"Just answer the question, please."
Sorry. Anyway:
Like some others here I have observed differences in the action of the dough depending upon the state of the starter at incorporation. Early on, I figured that mixing the dough at high Kraeusen was only natural. All the books said to do it. And it just seemed to make sense to me. However, I have found that as long as the starter is viable, and has been fairly active within a week or so at room temperature, the differences in the final product are small indeed. When we make dough we are in fact giving our starter culture a really big feeding. Certainly if you underpitch your yeast, you will require more time for fermentation to get going.
Like humans, the yeast seem happiest when active. But the activity is most effective, in my observation, when the rate is stepped up incrementally. Small feeding, larger feeding, larger feeding; all the while the yeast are reproducing. Ideally one would take a small amount of starter culture, and step it up bit by ever-lovin' bit until you had a big wad of dough that was both the correct consistency (correct hydration level) and active as a child's mind.

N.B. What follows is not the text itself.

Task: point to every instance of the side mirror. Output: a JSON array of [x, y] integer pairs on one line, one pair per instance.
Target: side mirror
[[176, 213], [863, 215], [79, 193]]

When using yeast for brewing or winemaking, it's easy to determine the proper pitching rate: you measure the specific gravity of the wort and that tells you how much food is available for the little yeasties; you want approximately one million cells per milliliter of wort per one degree Plato. I guess if a guy wanted to figure out, for the sake of figuring out, exactly how much food were available in a given sample of flour, then he could also determine the exact number of yeast cells necessary to properly inoculate his sample, based on known nutrition requirements of the yeast.
Just the same, two cups of 'fairly active starter' added to two pounds of flour along with salt and enough water to make a really really sticky dough works well for me.